First post, by justin1985
I have a Thinkpad X220i with Sandy Bridge i3-2310 that I've used for some time now as a convenient XP machine. Today I went to use it for an actual work task (opening a very old Access MDB to resave to newer MDB that modern Access will open) and found the installation was totally corrupted. I'm pretty sure that was caused by the drive being loose in its bay (don't have the original caddy and modern SSD is thinner - I've added some sticky foam now to wedge it in place).
However, despite multiple attempts at wiping the SSD, and even swapping the SSD for a different one, I can't seem to get Windows XP setup to get past the first reboot. The progress bar splash screen comes up and animates, then sometimes briefly flashes to the white text on blue graphics screen that sometimes gives CHKDSK messages, then the screen goes blank. The HDD light continues for a while with the screen blank, then after a few minutes the HDD activity stops, and nothing more happens. Exactly the same behaviour, sometimes with the CHKDSK message, other times it flashes too quick to read.

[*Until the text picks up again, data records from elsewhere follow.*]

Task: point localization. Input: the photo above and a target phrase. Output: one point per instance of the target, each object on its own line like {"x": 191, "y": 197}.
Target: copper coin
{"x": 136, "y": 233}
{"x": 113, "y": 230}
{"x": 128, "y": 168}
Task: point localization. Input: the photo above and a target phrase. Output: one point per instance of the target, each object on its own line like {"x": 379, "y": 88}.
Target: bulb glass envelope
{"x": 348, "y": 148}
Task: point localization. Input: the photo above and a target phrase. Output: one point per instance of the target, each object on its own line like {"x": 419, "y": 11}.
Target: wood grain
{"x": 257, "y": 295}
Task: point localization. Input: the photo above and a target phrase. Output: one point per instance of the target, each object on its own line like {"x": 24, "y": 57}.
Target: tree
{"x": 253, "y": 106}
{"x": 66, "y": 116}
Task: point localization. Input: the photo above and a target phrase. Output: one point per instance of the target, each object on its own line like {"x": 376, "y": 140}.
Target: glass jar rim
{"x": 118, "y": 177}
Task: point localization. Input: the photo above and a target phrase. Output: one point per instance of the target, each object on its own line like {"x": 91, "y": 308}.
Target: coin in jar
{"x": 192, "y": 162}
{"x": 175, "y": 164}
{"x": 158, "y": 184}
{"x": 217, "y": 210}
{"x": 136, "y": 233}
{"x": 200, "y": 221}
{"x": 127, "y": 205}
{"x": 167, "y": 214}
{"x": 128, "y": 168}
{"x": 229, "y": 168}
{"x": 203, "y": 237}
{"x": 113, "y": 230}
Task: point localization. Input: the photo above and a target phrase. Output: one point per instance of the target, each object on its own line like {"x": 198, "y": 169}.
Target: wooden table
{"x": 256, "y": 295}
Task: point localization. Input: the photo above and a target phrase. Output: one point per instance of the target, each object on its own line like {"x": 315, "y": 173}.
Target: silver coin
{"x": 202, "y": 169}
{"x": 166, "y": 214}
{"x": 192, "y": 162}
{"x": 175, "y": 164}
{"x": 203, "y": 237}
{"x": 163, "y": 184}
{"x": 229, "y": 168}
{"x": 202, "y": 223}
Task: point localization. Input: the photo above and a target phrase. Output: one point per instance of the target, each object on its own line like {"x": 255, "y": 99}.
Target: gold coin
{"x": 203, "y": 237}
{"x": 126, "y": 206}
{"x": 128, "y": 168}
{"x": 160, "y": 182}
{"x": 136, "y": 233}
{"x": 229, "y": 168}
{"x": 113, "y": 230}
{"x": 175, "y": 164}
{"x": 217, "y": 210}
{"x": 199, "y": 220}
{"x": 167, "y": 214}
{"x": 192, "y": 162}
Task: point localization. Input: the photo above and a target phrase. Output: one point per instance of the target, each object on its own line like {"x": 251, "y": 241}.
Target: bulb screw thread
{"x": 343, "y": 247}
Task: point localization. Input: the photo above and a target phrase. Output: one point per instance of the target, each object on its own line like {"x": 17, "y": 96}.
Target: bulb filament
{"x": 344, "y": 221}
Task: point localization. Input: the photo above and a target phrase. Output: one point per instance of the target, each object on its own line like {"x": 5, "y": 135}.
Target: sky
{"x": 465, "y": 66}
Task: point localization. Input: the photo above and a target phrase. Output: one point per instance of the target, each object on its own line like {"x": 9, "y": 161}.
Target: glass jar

If I remove the WinSetupFromUSB stick, then the GUI for the second stage of install does load - but obviously then it doesn't have the files it needs!
That is with the SATA controller set to compatibility mode. When I've tried it in AHCI mode (and the F6 drivers provided by the WinSetupfFromUSB project) I get the "critical error" BSOD. When I've tried with a CD installer in a USB CD drive, I also get the BSOD regardless of whether it is in AHCI or Compatibility mode.
The weird thing is that it clearly worked in the past when I originally set up XP, and nothing changed in the hardware setup or BIOS since then. I've just tried installing Windows 10 and that installed fine, so a hardware failure seems very unlikely (and I'd already tried with different SSDs). Any ideas what might be happening?